Auf NATO-Geheiß für Deutschlands Kriegstüchtigkeit trommeln
Endlich ist Deutschland auf dem Weg, dass NATO-Soll zu erfüllen und den Kriegs-Militärhaushalt auf den 2-Prozent-Stand zu bringen. „Kriegsminister“ Boris Pistorius trommelt für Deutschlands Kriegstüchtigkeit. Seine Logik: Wir müssen uns vor dem Russen schützen, der ja nichts anderes im Kopf hat, als uns in ein paar Jahren anzugreifen, nachdem er sich Polen und das Baltikum angeeignet hat. Hatten wir diese Rhetorik nicht schon einmal? Und was brachte sie: einen verlorenen Angriffskrieg nach einem „Tausendjährigen Reich“ und Millionen von Toten, darunter 27 Millionen Russen.

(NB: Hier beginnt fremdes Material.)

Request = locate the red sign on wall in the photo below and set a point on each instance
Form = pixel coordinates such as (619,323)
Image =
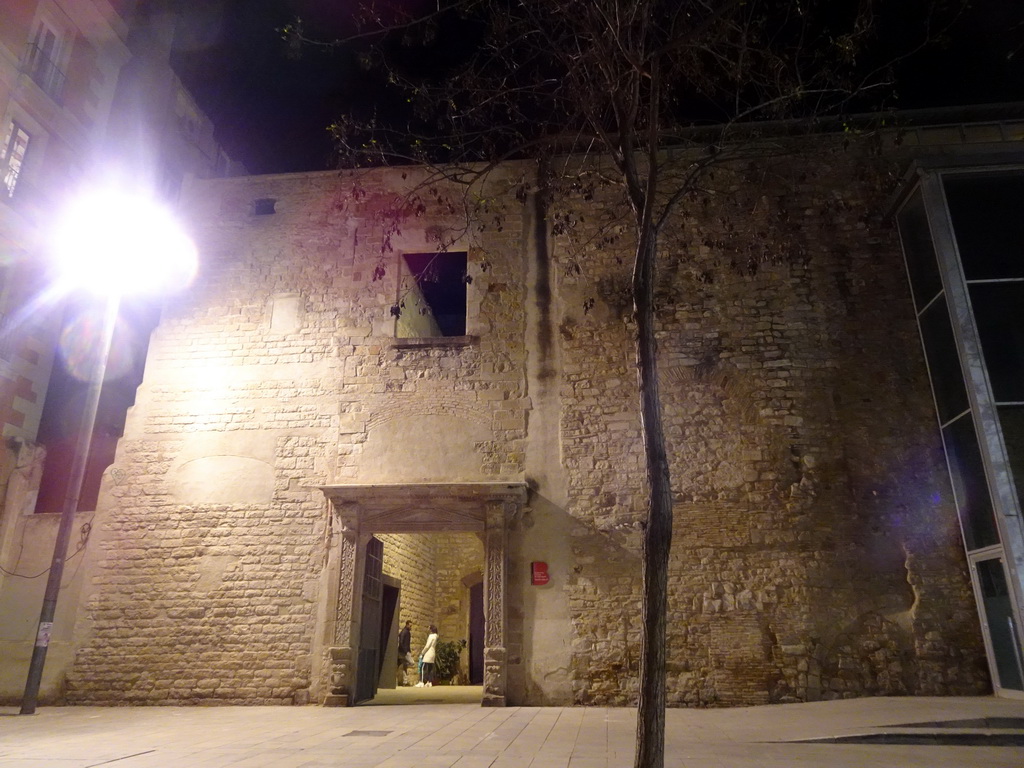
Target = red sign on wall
(539,572)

Was also sollte die Deutschen wieder antreiben, so kriegstüchtig zu werden, anstatt einmal ihre „Friedenstüchtigkeit“ zu bedenken? Es scheint, als ob dieser Gedanke so fern ist wie eine realistische, an deutsche Interessen gekoppelte Außenpolitik. Aber mit dieser mehr als intellektuell schwachen Personalbesetzung ist kein Staat zu machen!

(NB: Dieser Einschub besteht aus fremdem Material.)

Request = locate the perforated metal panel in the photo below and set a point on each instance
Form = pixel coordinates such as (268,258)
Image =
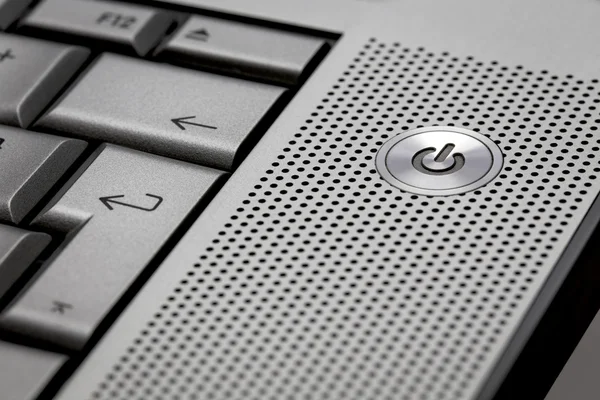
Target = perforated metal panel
(328,283)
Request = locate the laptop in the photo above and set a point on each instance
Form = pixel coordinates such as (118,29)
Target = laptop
(316,199)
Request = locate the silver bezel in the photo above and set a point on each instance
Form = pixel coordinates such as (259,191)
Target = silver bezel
(496,167)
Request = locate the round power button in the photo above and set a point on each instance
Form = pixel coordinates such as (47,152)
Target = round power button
(439,160)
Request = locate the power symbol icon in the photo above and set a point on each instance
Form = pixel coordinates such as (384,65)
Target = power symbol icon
(430,161)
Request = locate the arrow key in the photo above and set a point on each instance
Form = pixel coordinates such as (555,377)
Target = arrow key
(120,200)
(189,115)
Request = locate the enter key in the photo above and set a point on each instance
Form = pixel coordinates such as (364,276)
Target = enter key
(116,214)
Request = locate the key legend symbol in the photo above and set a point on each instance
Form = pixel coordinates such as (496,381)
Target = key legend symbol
(7,55)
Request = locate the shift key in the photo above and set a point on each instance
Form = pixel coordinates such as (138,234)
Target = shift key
(116,214)
(162,109)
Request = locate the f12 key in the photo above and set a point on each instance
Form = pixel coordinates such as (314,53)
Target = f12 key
(132,27)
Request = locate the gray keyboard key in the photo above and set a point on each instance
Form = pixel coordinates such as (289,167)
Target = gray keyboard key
(32,72)
(18,249)
(10,10)
(116,217)
(136,27)
(31,163)
(243,49)
(26,371)
(190,115)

Was befugt die deutsche Außenministerin Annalena Baerbock, zusammen mit dem Baltikum, nach dem Tod von Alexej Nawalny, der gerade zu Beginn der Münchner „Sicherheitskonferenz“ starb, wo auch — ganz „zufällig?“ — seine Ehefrau Nawalna weilte und eine glühende Hassrede gegen Wladimir Putin hielt, den russischen Botschafter einzubestellen und über die Todesumstände auszufragen. Ist das nicht eine Einmischung in russische interne Angelegenheiten? Warum bestellt Baerbock nicht den israelischen Botschafter ein, um ihn nach der Ermordung der vielen Zivilisten, Frauen und Kinder in Gaza auszufragen und endlich Sanktionen anstatt einer freundschaftlichen Zusammenarbeit einzuleiten? Oder vielleicht den britischen und US-Botschafter, um endlich das Leiden von Julian Assange zu beenden, dessen Freilassung anstatt Auslieferung zu fordern oder ihm in Deutschland Asyl anzubieten?

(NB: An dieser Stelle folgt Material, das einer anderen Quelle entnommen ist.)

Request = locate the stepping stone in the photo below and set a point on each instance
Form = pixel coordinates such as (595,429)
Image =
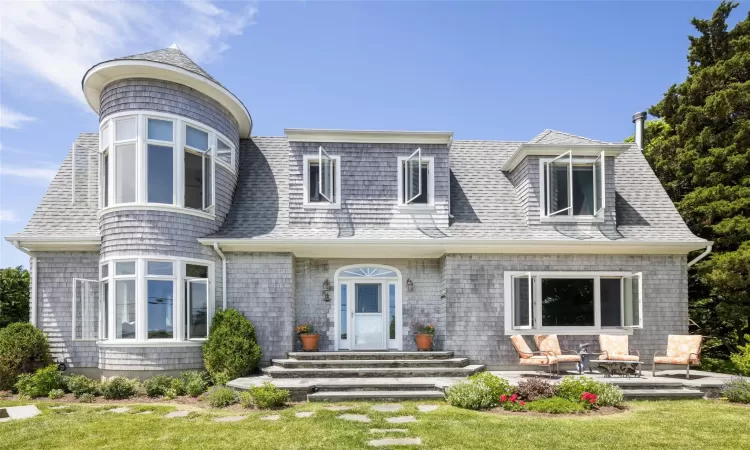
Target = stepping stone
(427,408)
(401,419)
(120,410)
(355,418)
(399,441)
(387,408)
(338,408)
(230,419)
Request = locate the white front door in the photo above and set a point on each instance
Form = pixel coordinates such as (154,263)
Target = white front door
(368,316)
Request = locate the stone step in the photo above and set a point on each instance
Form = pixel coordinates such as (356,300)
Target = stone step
(281,372)
(337,396)
(662,394)
(363,355)
(367,363)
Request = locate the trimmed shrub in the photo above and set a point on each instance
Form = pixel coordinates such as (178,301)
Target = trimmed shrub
(55,394)
(471,395)
(535,389)
(741,360)
(268,396)
(737,390)
(221,396)
(498,386)
(573,387)
(231,349)
(555,405)
(609,395)
(40,383)
(119,388)
(80,384)
(23,349)
(157,386)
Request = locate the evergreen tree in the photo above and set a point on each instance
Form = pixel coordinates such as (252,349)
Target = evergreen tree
(699,147)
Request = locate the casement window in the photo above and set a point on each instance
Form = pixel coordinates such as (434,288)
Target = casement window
(161,161)
(416,180)
(572,187)
(573,302)
(321,180)
(149,299)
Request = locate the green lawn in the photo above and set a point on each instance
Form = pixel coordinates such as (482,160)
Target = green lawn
(694,424)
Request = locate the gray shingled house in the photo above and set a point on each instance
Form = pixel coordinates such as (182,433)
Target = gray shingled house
(174,210)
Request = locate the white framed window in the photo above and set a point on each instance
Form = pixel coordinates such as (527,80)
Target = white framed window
(572,188)
(161,161)
(416,180)
(154,300)
(573,302)
(321,180)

Auf dem Weg zu Meinungsfreiheitsverbot und Demokratie-Verhinderung
Was also macht diese Ampel? Sie versucht abzulenken von ihrer Unfähigkeit, ordentliche Gesetze einzubringen, die nicht ständig geändert werden müssen, wenn sie von Gerichten zu Fall gebracht werden, also eine vernünftige und nachvollziehbare Politik zu machen, die von Bürgern mitgetragen werden kann. Weit gefehlt! Also verzettelt man sich im wirtschaftlichen Chaos, angezettelt durch grün-rote, ideologisch besetzte Industrie- und Verbotspolitik — mit Gendern und Cannabisfreigabe —, während der Bundestag weiter die Reform des Sterbegesetzes ablehnt, trotz Urteil des Bundesverfassungsgerichts. Alte und Kranke, Kinder und Pflegepersonal, Wohnungsbau, Rentner sind Nebensache. Hauptsache ist, ukrainischen Flüchtlingen und der Ukraine geht es gut. Als die Ampel merkte, mit dieser Art der Politik kommt „beim Volk“ immer mehr Unmut auf, war schnell eine Lösung gefunden. Das mehr als fragwürdige „Correctiv“ und ein Demokratieförderungs-(verhinderungs-)Gesetz wurden aus dem Hut gezaubert.
Wird in Zukunft „Majestätsbeleidigung“ wieder ein Straftatbestand sein? Es scheint, als ob ein „Meinungsfreiheit-Verbot-Gesetz“ ausgedacht wurde.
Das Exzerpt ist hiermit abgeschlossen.